JEPD?
I like to explore the roots of current situations, as you well know by now. For 25 years I have advocated for Israel in a variety of ways. My journalism degree and experience in Christian publishing has helped me understand why the American Church has become watered-down over the decades. I’m speaking of the “Church Visible,” of course, the big, megachurch movement. I’m not speaking of the thousands of still faithful Bible churches across the country.
Support for Israel, as a Christian, is extremely important to me. There are so many variables when discussing this topic, one can become dizzy. There are terrorism issues, politics, diplomacy (often the most mendacious element in this field).
But in my own community (I was raised Southern Baptist), I’ve become aware of a slippage in support for Israel. This didn’t happen overnight, and that’s the point of this week’s Israel Watch.
It is my opinion that the erosion of support for Israel began happening in this country more than 100 years ago, from theological sources. Now of course that has spilled out into the wider culture. In order to make modern Israel illegitimate, one must get rid of the nation’s history.
That means attacking the Bible.
Tom Rush, a trustee at the Southern Baptist Theological Seminary, said recently that when he attended that institution in the 80s:
“One of the things that was being pushed really hard at Southeastern when I was there,” Rush said in a podcast, “is what’s known as the Documentary Hypothesis interpretation of the Old Testament. And some of the behaviors I saw among the students that were at the seminary were not Christian behaviors.”
The “Documentary Hypothesis” or JEDP (Jahwist/Elohist/Deuteronomist/priestly author of Leviticus). It sounds complicated, and it is. In short, the theory states that the first five books of the Bible were not written/compiled solely by Moses. There must have been later unknown editors, because at various stages in the Pentateuch, different words are used for “God.”
In fact, this was a clever tactic developed by unbelieving European Bible scholars that wanted to cast doubt about the historicity of these books, in particular Genesis. The JEDP view maintains that the final portions of these books were probably set down by Ezra in the 4th century B.C.

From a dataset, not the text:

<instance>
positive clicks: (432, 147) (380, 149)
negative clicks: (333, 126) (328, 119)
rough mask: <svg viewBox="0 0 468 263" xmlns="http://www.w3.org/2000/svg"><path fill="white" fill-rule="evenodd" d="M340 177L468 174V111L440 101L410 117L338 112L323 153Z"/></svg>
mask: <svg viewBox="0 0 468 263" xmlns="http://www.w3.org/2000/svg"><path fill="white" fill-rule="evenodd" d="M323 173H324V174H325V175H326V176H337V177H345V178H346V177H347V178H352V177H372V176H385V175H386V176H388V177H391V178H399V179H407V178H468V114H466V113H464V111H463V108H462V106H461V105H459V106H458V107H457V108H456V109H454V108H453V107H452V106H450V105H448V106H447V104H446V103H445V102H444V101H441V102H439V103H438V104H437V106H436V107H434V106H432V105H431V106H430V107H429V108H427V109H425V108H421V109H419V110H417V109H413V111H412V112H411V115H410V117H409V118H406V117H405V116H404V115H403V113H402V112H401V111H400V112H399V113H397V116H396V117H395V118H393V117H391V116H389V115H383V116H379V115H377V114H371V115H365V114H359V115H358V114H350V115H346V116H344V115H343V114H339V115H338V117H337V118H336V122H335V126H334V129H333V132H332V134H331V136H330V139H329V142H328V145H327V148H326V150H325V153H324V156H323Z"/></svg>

To me this is very simple. By forcing much of Jewish history into the categories of myth or legend, the stage was set for disbelieving in the land promises to the Jews. I promise you this is playing out today even in the most “conservative” American churches. Almost unbelievably, the SBC is infected with this, as you can see from Rush’s statement.
A former professor at Fuller buys into all this.
“God is not a provable commodity.”—Tony Jones (In 2013, Jones announced he no longer believes in Original Sin)
But WorldNetDaily’s Joseph Farah knows otherwise:
“Prophecy is a reason for faith.”
Farah’s voice is in the minority now.
Millar Burrows, a key translator of the Revised Standard Version, wrote about predictive prophecy:
“For many events, to be sure, we have abundant evidence of their occurrence in addition to the biblical record, but unless the statement that they had been predicted is accepted on the authority of the Bible itself, there is nothing to prove that the supposed prediction was not written after the event took place.” THIS IS SATANIC Burrows wrote this in 1946! He also claimed that Noah’s Flood was a myth story.
In 1961, the Southern Baptists’ Sunday School Board published Ralph Elliott’s The Message of Genesis. There, he said that the Genesis accounts were inspired by Sumerian myth!
We lament the passing from the scene of men like Adrian Rogers (2004), but did we know as the rank-and-file that the SBC was off the rails on this subject 60 years ago?
I doubt it.
At the time Charles Darwin was hatching his diabolical theory on origins, there were still enough clergy to oppose him—although large swaths of that community were eager to embrace him. Darwin was clever enough to make some passing reference to a Creator in the first edition of On the Origin of Species, but he subsequently deleted it from future editions.
L.R. Croft wrote in 1988:
“Darwin’s dishonesty is apparent. He had long been an atheist and had inserted the above paragraph to lessen the tumult he knew his book would create. He no more believed in a Creator than he did in a flat earth.”
My point is, in part, that the undermining of both ancient and modern Israel has been going on for a very long time. It was opposed internally by too few.
If you want to know why teaching about Israel and Bible prophecy has fallen out of favor today, this is a big reason why.